From Bugzilla Helper: User-Agent: Mozilla/5.0 (X11; U; Linux i686; en-US; rv:1.4.1) Gecko/20031114 Description of problem: See bug 75693. In summary, i've tried installing Fedora Core 1 on a Celeron, 566Mhz, 96MB RAM, intel i810 graphics. anaconda works fine. after completion, it prompts for a reboot. after this reboot, the text-based startup appears to go smoothly, but then the screen goes blank (the monitor is in standby). this condition persists until you manually turn the monitor off and on, at which point one can see the firstboot screen, but cannot interact with the system by either mouse or keyboard. i turned the system off manually and rebooted. the next morning, the fedora core login prompt was available, and the system appeared to behave normally. having not completed the firstboot process (and, having not yet figured out that there was one...), i just logged in as root. i shut it down and rebooted once more, and the firstboot program had the same problem as before. a new fresh install of the system produced the same results. i initially posted this as an addendum to an existing bug report, as referenced above, but did not realise i was adding to a Red Hat 8.0 thread. interstingly, the person who reported that bug was also using the i810 graphics chipset. i performed an identical instal on a different computer and have no problems with it. Version-Release number of selected component (if applicable): 1.2.4-1 How reproducible: Always Steps to Reproduce: 1. Install fedora Core 1, choose to delete all existing data on HD. 2. at completion of anaconda install, reboot. 3. wait for screen blank. Actual Results: computer becomes unresponsive. screen can only be visualised by power cycling the monitor. Expected Results: monitor should wake from standby and present firstboot process. computer should accept input from user. Additional info:
Can you attache the /var/log/messages file after the problem occurs?

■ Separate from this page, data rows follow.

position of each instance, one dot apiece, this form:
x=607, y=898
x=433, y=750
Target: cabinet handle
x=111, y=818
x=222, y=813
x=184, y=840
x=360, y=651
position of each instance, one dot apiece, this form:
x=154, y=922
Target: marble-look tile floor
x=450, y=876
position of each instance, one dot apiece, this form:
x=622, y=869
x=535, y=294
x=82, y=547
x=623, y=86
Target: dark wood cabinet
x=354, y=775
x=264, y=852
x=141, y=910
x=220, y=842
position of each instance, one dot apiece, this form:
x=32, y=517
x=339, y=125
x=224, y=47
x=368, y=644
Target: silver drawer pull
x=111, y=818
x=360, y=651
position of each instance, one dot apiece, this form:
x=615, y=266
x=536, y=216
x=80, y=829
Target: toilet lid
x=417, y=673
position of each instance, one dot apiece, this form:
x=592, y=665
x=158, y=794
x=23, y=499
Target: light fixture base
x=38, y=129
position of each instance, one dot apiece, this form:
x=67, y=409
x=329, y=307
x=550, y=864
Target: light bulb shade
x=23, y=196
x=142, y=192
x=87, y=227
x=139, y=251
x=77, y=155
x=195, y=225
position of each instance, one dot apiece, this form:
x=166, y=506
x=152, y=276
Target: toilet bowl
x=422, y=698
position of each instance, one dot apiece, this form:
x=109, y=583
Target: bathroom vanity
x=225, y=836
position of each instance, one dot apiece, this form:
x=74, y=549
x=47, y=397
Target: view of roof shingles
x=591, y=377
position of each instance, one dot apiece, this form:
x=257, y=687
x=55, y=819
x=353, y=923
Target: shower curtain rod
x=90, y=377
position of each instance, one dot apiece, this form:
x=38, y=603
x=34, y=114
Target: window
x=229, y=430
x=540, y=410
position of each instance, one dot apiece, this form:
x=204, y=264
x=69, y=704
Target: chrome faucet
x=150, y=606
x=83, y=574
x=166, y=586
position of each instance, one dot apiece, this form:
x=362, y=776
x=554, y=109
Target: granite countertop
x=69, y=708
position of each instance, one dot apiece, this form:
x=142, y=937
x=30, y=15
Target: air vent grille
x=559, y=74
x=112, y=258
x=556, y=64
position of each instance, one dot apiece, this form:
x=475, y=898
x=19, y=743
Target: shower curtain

unfortunately, no. as i mentioned in my comments on the other bug report, i switched to another distribution (mandrake) which did not (perhaps obviously) have the same problem. if you look at the thread from the other bug report (75693), the previous reporter posted not one, but two logs. i'm new to linux and didn't know how to switch runlevels and so-on a week ago, when this happened. i've got that all under control now. if absolutely necessary, i'll wipe the computer once more and post logs for you, but that will take some time as i'm in a different city now for a couple months. it's worth adding that i didn't see any note that the previous bug was resolved, and from my (amateur) analysis of the logs posted in that report, it's not a problem with agpgart being unavailable, as is widely reported with older kernels, and distributions such as debian stable 3.0r2 which use those older kernels, but something else... thanks for your help. i wish i could provide you more detail.
Ok, well, please reopen this bug report if you ever get a /var/log/messages that may shed some more light on the problem.